Slavoj Zizek has been called “an academic rock star” and “the wild man of theory”; his writing mixes astonishing erudition and references to pop culture in order to dissect current intellectual pieties. In The Puppet and the Dwarf he offers a close reading of today’s religious constellation from the viewpoint of Lacanian psychoanalysis. He critically confronts both predominant versions of today’s spirituality–New Age gnosticism and deconstructionist-Levinasian Judaism–and then tries to redeem the “materialist” kernel of Christianity. His reading of Christianity is explicitly political, discerning in the Pauline community of believers the first version of a revolutionary collective. Since today even advocates of Enlightenment like Jurgen Habermas acknowledge that a religious vision is needed to ground our ethical and political stance in a “postsecular” age, this book–with a stance that is clearly materialist and at the same time indebted to the core of the Christian legacy–is certain to stir controversy.
It is hard to know what to make of the paragraph above. ( what on earth is deconstructionist-Levinasian Judaism?) I think that at least Zizek has some sense of the way historical materialism falls short of the task of a leftist take on ‘religion’. But I sense a kind of condescension here, as if the materialism of modern scientism were some kind of supertheory with theoretical rights over all. In reality, the postsecular age is nothing of the kind, and in the true secular age of modernity, a genuine dialectic of opposites can easily embrace the opposites of materialism, the brands of idealism, the transformation of religion in the Reformation, and the rapid influx of global religion in the wake of the modern transition, witness the multiple new age movements in the bazaar of modernist globalization, religion included, as the global commune moves from the Axial Age legacy to the foundations for a new era of religion, or else non-religion in some form.

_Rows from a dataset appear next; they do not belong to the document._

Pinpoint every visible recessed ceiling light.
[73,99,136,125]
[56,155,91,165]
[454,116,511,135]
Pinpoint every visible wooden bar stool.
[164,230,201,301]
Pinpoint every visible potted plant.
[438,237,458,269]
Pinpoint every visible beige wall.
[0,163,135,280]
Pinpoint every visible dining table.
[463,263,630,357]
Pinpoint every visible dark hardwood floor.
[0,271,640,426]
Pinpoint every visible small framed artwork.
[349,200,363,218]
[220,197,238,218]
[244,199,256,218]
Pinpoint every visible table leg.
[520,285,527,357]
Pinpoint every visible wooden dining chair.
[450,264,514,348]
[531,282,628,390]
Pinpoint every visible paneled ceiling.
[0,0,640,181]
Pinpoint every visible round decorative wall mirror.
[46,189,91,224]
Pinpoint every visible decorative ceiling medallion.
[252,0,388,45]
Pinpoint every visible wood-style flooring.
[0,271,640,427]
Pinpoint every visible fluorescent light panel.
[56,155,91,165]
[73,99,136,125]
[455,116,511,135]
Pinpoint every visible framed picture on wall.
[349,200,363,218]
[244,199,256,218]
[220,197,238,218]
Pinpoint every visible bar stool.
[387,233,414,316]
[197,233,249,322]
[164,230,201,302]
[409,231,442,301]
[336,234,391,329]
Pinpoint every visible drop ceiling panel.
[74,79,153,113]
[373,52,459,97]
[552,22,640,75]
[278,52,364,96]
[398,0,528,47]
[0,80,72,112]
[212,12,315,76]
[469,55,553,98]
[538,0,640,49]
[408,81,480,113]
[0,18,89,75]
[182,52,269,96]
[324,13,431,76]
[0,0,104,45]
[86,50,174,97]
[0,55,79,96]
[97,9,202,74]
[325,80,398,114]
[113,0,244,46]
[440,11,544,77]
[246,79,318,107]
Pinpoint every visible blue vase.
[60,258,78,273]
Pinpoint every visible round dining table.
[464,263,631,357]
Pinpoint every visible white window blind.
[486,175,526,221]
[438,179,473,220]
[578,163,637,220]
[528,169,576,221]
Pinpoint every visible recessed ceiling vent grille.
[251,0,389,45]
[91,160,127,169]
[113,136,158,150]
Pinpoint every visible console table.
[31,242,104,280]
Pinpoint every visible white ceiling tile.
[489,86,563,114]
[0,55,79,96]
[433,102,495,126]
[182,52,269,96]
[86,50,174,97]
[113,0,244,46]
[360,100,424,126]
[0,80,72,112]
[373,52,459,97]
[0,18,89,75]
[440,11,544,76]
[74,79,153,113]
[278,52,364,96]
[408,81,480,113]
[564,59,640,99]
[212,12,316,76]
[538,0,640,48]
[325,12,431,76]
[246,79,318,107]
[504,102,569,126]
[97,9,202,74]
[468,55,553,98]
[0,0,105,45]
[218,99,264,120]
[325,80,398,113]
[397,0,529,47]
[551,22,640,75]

The left needs to tear up its notes, because the historical materialist interpretations of xtianity and buddhism, to pick two from a long list, cannot do justice to the history. Xtianity is one of the trickiest religious histories and even getting the basics right, in the midst of its confusing myths, is very difficult, and probably impossible given standard materialist analyses. With all due respect the legacy of psychoanalysis applied to religion is uniquely dreadful and should be scrapped.
The study of the Axial Age shows how the complexity in the background defies both scientific and, ironically, religious analysis.
We have suggested here that the distinction of sacred and secular is misleading and in a great irony the leftist activism of the nineteenth century was a new formation moving toward a de facto religious/postcapitalist endstate (or new beginning). But it came out of the starting gate carrying a cement block, and the result has been left behind by the successors to the Reformation.
We can’t produce a materialist version of xtianity without the result being inferior to the predecessor, however vitiated by legend and mythology. History has to show some progression here, and the riddle of the sphinx rivals the riddle of xtianity.
I have tried to consider two broad strands of antique religion, the paths of being and the paths of will. Modern materialism doesn’t even rate either one, and is simply off the wall. The issue is not the vast detail of xtian spiritual psychology/theology, but its macrohistorical core, as seen in the study of the Axial period via WHEE.
We thus have a ways to go to produce a genuinely secular world view. All of the verbiage misusing the term ‘secular’ is beside the point. The ‘secular’ is all the elements that went into creating the modern transition, and that includes multiple opposites from science to religion. German classical philosophy provoked the way to a future secular/religious vision, but stopped short of the result. Can we resolve the place of consciousness in the generation of the categories of space and time? We have left Kant behind, because he has left us behind, and think we are moving into the future, when we are stuck already in the past of modernity with a brand of scientism.
In any case, Zizek aptly points to the place of the Pauline moment and the onset of a revolutionary challenge to the Roman Empire. But the materialist account of the onset of xtianity is likely to fail.
It is worth noting that ‘spiritual’ antiquity long ago embraced materialism in the forms of Samkhya and the irony of ironies here is that modern materialism is inferior to that of antiquity. The students of Samkhya are prepared to accept a materialist version of religion, but the impoverished versions of modern scientism don’t rate the election.
Who will redeem for us the materialist kernel of marxism? That outlandish brand of idealism in a marxist disguise.